The modeling matrix is intentionally reused across methods. SEM, Linear Regression, LightGBM, and XGBoost all see the same observed adjustment information.

5. SEM-Style Path Model

This cell estimates a simple path model:

M = alpha * A + X + error
Y = c_prime * A + beta * M + X + error
indirect = alpha * beta
total_path = c_prime + alpha * beta

This is not a full latent-variable SEM. It is a transparent path-analysis version of the mediation story, which is often enough for product analytics settings where the variables are observed scores.

def design_with_columns(covariates, **named_arrays):
    design = covariates.copy()
    for name, values in reversed(list(named_arrays.items())):
        design.insert(0, name, np.asarray(values, dtype=float))
    return design


def fit_sem_path(frame, covariates):
    a = frame[TREATMENT].astype(float).to_numpy()
    m = frame[MEDIATOR].astype(float).to_numpy()
    y = frame[PRIMARY_OUTCOME].astype(float).to_numpy()
    w = frame[WEIGHT_COLUMN].astype(float).to_numpy()

    mediator_design = design_with_columns(covariates, A=a)
    mediator_model = LinearRegression().fit(mediator_design, m, sample_weight=w)
    alpha = float(mediator_model.coef_[0])

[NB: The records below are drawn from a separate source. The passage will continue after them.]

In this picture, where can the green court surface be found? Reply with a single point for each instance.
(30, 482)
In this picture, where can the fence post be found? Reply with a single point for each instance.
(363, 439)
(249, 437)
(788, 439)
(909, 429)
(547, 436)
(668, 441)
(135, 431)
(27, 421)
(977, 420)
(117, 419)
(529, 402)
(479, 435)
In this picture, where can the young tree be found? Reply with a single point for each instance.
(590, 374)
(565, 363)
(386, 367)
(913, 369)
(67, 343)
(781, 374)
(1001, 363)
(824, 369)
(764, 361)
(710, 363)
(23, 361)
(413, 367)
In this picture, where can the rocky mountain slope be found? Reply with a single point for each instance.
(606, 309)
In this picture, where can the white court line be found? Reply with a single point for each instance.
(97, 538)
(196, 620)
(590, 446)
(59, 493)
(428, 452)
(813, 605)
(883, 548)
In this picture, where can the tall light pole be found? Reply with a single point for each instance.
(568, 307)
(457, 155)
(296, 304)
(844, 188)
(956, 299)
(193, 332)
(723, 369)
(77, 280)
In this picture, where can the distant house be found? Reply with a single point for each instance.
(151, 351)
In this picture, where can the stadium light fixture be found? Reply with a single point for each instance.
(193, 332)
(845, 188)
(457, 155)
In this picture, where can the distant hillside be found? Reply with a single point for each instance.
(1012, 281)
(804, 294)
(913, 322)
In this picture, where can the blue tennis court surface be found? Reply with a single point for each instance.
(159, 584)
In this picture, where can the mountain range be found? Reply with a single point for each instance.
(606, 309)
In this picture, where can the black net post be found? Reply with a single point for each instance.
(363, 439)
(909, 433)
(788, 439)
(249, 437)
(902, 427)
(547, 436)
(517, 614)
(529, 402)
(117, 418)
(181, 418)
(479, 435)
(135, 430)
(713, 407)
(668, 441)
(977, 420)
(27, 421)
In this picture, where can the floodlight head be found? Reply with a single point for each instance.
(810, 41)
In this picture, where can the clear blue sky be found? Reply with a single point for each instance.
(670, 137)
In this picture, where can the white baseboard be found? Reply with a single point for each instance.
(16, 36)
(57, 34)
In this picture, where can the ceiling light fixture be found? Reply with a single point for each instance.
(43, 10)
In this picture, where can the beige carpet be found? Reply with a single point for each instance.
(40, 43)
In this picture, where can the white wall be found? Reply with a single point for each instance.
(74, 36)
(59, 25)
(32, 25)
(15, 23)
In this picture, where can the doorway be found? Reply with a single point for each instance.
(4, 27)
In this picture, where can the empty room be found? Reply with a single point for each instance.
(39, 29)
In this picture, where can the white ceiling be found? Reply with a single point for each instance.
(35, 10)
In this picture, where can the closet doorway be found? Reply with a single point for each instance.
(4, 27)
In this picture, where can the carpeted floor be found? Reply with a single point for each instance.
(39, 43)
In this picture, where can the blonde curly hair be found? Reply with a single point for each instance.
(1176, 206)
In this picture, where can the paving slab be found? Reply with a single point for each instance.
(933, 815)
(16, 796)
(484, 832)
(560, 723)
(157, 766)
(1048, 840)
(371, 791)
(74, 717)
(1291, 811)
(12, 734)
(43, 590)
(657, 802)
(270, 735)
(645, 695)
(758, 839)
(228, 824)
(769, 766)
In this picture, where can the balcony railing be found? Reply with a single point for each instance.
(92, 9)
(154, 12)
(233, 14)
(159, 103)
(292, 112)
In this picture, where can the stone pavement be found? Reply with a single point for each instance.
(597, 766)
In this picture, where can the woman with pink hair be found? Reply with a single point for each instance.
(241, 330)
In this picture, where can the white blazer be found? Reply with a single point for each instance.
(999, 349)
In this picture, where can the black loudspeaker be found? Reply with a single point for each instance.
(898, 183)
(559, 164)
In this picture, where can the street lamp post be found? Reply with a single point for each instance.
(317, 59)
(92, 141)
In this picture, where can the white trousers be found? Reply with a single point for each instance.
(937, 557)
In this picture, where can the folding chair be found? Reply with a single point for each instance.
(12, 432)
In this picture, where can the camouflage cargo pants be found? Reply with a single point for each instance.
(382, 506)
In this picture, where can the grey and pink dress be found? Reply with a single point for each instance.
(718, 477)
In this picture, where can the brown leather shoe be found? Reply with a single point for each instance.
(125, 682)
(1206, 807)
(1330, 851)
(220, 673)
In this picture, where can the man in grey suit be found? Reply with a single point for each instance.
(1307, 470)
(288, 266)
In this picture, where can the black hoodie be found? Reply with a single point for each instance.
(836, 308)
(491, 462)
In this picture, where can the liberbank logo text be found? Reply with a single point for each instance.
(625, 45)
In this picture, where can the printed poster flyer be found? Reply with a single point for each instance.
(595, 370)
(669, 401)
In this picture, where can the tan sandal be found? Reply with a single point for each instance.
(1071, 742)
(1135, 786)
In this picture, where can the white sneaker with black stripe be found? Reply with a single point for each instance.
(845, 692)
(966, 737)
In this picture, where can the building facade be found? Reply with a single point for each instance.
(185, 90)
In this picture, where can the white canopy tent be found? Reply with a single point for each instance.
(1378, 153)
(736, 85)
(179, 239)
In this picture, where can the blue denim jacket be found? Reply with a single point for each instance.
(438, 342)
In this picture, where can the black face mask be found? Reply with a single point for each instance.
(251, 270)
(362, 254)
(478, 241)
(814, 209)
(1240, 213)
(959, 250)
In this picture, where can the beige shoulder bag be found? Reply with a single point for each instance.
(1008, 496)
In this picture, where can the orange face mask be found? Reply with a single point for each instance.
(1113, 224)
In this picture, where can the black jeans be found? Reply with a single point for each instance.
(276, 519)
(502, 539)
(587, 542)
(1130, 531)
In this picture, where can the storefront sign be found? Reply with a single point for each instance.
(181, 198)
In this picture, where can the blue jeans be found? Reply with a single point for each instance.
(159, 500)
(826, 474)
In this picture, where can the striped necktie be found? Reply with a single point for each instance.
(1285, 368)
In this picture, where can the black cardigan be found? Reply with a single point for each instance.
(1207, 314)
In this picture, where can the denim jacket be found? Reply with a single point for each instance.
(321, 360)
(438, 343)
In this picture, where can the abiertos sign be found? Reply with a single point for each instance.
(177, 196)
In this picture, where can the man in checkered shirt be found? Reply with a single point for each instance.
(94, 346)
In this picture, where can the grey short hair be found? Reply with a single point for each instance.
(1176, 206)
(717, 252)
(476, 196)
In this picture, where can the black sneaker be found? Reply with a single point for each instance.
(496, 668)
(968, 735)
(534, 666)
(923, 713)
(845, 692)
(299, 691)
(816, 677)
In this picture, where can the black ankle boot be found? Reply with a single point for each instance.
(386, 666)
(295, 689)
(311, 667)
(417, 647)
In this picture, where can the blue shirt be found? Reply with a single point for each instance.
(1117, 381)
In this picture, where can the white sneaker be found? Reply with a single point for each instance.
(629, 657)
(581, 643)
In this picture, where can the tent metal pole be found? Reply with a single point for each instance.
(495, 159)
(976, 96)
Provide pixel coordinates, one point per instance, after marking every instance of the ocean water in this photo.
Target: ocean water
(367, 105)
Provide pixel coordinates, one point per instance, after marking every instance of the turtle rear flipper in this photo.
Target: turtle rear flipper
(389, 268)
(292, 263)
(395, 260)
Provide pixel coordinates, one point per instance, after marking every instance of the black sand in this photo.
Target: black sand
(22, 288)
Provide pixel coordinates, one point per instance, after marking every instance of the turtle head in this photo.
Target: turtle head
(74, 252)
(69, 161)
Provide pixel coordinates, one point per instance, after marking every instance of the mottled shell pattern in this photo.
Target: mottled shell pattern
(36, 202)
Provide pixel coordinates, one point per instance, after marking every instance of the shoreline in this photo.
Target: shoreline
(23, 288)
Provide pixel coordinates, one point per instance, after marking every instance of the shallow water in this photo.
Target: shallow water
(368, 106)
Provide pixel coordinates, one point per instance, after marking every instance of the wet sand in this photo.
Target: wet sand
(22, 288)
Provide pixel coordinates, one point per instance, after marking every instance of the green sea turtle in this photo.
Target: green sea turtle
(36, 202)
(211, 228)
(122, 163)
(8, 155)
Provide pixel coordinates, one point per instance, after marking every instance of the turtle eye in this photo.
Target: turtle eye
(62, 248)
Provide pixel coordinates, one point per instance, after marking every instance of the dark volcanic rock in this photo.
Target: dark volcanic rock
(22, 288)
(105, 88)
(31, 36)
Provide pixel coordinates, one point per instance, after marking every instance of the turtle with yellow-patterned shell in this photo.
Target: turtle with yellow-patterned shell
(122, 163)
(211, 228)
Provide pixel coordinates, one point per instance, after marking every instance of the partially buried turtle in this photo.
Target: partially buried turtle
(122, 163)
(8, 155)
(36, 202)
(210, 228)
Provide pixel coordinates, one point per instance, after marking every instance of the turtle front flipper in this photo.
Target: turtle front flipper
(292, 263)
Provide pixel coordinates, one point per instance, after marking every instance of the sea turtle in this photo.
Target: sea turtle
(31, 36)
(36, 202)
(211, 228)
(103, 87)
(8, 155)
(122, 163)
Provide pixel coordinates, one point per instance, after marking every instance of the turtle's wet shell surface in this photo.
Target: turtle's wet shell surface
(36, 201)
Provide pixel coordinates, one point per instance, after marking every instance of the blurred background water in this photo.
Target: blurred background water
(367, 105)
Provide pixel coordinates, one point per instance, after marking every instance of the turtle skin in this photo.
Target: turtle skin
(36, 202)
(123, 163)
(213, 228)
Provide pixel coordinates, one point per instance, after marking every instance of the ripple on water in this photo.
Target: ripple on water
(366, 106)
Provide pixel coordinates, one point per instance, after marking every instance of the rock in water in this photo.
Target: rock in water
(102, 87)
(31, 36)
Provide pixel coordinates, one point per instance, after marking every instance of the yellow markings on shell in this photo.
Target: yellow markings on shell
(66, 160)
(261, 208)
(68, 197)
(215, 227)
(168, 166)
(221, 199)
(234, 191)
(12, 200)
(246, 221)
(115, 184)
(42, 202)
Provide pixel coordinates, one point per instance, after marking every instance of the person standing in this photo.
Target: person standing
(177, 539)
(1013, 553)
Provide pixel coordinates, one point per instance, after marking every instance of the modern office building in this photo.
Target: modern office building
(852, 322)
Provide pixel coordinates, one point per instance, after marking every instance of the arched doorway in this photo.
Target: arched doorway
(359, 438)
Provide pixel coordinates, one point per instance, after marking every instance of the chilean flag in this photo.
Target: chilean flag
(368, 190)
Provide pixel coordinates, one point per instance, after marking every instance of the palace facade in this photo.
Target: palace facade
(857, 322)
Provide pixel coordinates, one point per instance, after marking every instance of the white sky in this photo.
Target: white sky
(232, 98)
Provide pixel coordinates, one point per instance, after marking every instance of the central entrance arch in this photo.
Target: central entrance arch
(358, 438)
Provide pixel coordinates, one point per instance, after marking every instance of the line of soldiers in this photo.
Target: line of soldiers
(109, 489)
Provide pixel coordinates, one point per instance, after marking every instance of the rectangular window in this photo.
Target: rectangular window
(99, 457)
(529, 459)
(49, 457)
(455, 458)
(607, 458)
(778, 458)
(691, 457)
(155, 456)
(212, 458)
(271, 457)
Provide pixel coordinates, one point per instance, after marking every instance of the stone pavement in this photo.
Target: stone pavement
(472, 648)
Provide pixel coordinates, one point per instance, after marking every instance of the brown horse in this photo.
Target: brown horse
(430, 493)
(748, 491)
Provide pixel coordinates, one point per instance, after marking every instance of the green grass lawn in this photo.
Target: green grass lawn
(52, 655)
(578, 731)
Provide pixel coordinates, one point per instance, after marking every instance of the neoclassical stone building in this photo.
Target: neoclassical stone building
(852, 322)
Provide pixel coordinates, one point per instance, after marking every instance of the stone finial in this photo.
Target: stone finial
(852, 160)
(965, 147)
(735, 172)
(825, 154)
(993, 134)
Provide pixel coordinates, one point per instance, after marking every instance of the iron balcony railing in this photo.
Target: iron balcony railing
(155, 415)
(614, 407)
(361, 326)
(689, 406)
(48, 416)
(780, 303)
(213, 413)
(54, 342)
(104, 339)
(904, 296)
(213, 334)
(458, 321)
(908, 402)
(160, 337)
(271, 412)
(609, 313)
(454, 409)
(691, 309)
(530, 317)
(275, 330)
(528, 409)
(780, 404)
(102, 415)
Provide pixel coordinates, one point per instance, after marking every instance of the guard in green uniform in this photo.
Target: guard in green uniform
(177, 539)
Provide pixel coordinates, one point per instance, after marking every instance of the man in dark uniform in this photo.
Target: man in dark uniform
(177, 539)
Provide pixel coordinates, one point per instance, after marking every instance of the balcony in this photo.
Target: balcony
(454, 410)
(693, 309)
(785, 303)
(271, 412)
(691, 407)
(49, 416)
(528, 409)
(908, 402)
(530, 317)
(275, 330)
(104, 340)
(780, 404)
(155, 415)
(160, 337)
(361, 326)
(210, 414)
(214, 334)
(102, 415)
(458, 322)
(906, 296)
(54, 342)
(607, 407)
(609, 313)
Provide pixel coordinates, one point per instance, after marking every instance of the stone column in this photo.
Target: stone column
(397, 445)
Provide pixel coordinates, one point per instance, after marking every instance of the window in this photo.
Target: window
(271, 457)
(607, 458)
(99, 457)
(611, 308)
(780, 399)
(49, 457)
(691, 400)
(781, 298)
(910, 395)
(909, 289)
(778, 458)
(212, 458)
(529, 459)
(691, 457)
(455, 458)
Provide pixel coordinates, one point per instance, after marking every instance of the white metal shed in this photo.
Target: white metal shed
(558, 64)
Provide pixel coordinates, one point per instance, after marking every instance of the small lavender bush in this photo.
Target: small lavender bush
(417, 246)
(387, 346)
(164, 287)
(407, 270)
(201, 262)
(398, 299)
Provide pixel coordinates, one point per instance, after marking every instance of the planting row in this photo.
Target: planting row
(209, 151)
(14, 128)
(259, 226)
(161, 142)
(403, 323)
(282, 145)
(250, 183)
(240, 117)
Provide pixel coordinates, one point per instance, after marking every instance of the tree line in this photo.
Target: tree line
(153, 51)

    outcome_design = design_with_columns(covariates, A=a, M=m)
    outcome_model = LinearRegression().fit(outcome_design, y, sample_weight=w)
    c_prime = float(outcome_model.coef_[0])
    beta = float(outcome_model.coef_[1])

    total_design = design_with_columns(covariates, A=a)
    total_model = LinearRegression().fit(total_design, y, sample_weight=w)
    total_coefficient = float(total_model.coef_[0])

    return {
        "alpha_A_to_M": alpha,
        "beta_M_to_Y": beta,
        "c_prime_A_to_Y": c_prime,
        "indirect_alpha_beta": alpha * beta,
        "total_path_c_prime_plus_indirect": c_prime + alpha * beta,
        "total_regression_coefficient": total_coefficient,
        "mediator_model_r2": mediator_model.score(mediator_design, m, sample_weight=w),
        "outcome_model_r2": outcome_model.score(outcome_design, y, sample_weight=w),
        "total_model_r2": total_model.score(total_design, y, sample_weight=w),
    }

sem_path_results = pd.DataFrame([fit_sem_path(analysis_panel, X_covariates)])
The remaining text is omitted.